SIM binding is coming to messaging apps; here’s what you must know | EXPLAINER

India’s Department of Telecommunications (DoT) has announced a major new rule aimed at curbing the surge in cyber fraud, directing popular messaging apps – including WhatsApp, Telegram, Snapchat, Signal, ShareChat, Josh, JioChat and others – to implement mandatory SIM binding within the next 90 days. Companion features such as WhatsApp Web will also see changes, with web sessions set to log out automatically every six hours.
According to the government, “SIM binding” is necessary to address security gaps that cybercriminals have been exploiting at scale.
What is SIM binding?
SIM binding means a messaging app will function only when the phone contains the same SIM card that was used at the time of registration. If the original SIM is removed, replaced or becomes inactive, the app will stop working entirely.
The new rules also require automatic logout of all web-based sessions every six hours. After each logout, users must re-link their device by scanning a QR code.
Why is the government enforcing SIM binding?
Authorities say a constantly active, verified SIM is essential to eliminate a major vulnerability used in large-scale digital scams. With cyber-fraud losses crossing Rs 22,800 crore in 2024, the government believes that tying every account and web session to a live, KYC-verified SIM will restore traceability.
Officials say this measure will help tackle crimes such as phishing, investment frauds, digital arrest scams and loan app rackets. The Centre has clarified that users travelling or on roaming will not be affected as long as the SIM remains inside their device.

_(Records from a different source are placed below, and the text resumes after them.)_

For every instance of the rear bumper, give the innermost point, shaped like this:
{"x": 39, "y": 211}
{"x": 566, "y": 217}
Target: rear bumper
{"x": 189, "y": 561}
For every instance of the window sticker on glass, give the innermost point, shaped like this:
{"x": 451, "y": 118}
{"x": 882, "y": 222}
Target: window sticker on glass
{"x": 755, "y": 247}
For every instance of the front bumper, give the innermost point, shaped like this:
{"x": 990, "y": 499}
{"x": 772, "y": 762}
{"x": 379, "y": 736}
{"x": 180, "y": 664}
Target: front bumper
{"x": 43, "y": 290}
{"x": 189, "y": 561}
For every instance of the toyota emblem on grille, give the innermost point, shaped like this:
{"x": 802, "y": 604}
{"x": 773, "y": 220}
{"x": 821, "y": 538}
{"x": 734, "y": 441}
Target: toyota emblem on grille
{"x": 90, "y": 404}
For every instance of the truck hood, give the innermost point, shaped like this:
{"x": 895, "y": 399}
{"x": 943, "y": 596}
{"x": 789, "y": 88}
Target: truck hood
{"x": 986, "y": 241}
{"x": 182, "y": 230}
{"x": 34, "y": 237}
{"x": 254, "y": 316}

What does the DoT directive require from apps?
The DoT’s Nov. 28 directive mandates:
- Messaging apps must adopt SIM binding within 90 days.
- Services should be available only when the registered SIM is active in the device.

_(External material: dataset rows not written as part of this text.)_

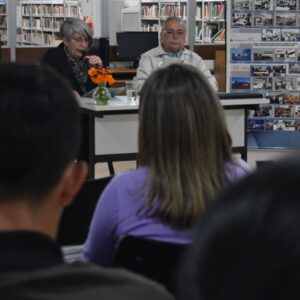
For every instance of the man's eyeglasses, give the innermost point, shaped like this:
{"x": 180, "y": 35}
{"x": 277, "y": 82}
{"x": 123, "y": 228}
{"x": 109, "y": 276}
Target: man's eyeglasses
{"x": 80, "y": 40}
{"x": 178, "y": 33}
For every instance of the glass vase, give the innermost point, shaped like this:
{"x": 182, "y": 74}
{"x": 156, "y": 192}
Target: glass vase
{"x": 101, "y": 95}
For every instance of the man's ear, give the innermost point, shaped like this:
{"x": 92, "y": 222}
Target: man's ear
{"x": 72, "y": 180}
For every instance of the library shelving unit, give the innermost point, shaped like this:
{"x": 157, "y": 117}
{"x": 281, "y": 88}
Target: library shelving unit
{"x": 154, "y": 13}
{"x": 38, "y": 22}
{"x": 210, "y": 21}
{"x": 210, "y": 17}
{"x": 3, "y": 23}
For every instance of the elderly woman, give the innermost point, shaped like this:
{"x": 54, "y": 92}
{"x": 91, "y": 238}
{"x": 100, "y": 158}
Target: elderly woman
{"x": 71, "y": 58}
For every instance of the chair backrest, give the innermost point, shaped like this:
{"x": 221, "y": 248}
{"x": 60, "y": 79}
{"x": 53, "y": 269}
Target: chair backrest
{"x": 76, "y": 218}
{"x": 154, "y": 259}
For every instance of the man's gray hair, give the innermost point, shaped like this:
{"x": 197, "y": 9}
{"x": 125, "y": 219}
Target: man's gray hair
{"x": 173, "y": 19}
{"x": 72, "y": 25}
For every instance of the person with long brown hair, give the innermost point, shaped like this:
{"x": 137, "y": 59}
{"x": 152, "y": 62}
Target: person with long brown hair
{"x": 185, "y": 159}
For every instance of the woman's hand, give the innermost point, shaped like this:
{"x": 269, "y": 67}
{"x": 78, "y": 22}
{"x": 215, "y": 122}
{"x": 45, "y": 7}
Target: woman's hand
{"x": 94, "y": 60}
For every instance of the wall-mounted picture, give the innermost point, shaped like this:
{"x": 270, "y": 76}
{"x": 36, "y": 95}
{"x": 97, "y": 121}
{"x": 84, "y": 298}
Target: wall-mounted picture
{"x": 285, "y": 54}
{"x": 286, "y": 4}
{"x": 279, "y": 70}
{"x": 294, "y": 68}
{"x": 263, "y": 54}
{"x": 263, "y": 4}
{"x": 283, "y": 111}
{"x": 241, "y": 19}
{"x": 271, "y": 34}
{"x": 264, "y": 111}
{"x": 290, "y": 35}
{"x": 291, "y": 98}
{"x": 275, "y": 98}
{"x": 264, "y": 83}
{"x": 285, "y": 19}
{"x": 240, "y": 54}
{"x": 241, "y": 4}
{"x": 297, "y": 111}
{"x": 285, "y": 125}
{"x": 290, "y": 84}
{"x": 261, "y": 70}
{"x": 279, "y": 83}
{"x": 240, "y": 83}
{"x": 263, "y": 19}
{"x": 256, "y": 124}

- Platforms offering app-based communication in India must submit compliance reports within 120 days.
The directive warns that non-compliance may lead to action under the Telecommunications Act, 2023, the Telecom Cyber Security Rules and other applicable laws.

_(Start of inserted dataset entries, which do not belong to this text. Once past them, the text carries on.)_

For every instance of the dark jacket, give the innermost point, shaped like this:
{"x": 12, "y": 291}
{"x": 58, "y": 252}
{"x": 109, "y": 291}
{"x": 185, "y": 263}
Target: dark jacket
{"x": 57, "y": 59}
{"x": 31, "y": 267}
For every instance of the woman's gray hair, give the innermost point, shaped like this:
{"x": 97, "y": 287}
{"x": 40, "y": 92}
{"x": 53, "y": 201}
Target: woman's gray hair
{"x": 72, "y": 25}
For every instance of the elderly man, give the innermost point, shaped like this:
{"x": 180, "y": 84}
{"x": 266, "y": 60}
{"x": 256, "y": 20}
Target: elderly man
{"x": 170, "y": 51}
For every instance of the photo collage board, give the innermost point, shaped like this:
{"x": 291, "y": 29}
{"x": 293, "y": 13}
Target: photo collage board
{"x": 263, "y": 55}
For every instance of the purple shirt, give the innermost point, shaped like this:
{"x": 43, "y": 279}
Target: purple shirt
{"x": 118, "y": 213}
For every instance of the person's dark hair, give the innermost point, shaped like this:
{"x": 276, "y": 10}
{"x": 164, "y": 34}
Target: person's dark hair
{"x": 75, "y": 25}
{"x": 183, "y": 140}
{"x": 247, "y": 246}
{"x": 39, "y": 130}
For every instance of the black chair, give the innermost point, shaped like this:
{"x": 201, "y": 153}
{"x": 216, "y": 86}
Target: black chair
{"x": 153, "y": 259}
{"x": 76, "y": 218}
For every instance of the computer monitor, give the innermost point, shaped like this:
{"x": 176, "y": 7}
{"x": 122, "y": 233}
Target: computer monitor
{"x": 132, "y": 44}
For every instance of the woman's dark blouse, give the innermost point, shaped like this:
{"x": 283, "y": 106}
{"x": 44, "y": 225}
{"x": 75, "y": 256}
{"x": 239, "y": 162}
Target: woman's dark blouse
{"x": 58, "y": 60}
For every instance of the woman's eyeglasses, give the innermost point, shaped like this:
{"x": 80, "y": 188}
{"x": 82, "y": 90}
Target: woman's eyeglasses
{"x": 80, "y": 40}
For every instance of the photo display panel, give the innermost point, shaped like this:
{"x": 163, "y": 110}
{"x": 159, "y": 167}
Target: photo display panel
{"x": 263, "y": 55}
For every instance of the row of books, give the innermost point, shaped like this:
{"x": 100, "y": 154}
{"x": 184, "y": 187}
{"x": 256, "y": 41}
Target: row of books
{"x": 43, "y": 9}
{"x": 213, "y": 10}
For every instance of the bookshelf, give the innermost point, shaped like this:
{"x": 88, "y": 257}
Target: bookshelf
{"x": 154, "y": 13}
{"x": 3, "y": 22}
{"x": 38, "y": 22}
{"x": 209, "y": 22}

At present, most messaging apps verify the SIM only during installation and continue to work even after the SIM is removed or deactivated. The new rule intends to end this practice.
What are industry bodies saying?
COAI supports the move
Telecom operators under the Cellular Operators Association of India have welcomed the new rule, saying it boosts national security and protects users.
COAI, whose members include Reliance Jio, Bharti Airtel and Vodafone Idea, says continuous SIM linkage “ensures accountability for all activity conducted through a communication app”. The body added that the rules will close long-standing gaps that have enabled anonymity and misuse, and that it is committed to supporting smooth implementation.
BIF flags concerns
The Broadband India Forum, representing technology companies such as Meta and Google, has raised concerns over the directive. The BIF says the rule creates questions around jurisdiction, consumer impact and risk, and imposes obligations that go beyond the Telecom Act and the intended scope of the Telecom Cyber Security Rules.
The forum has urged the government to pause implementation timelines and begin stakeholder consultations on SIM binding.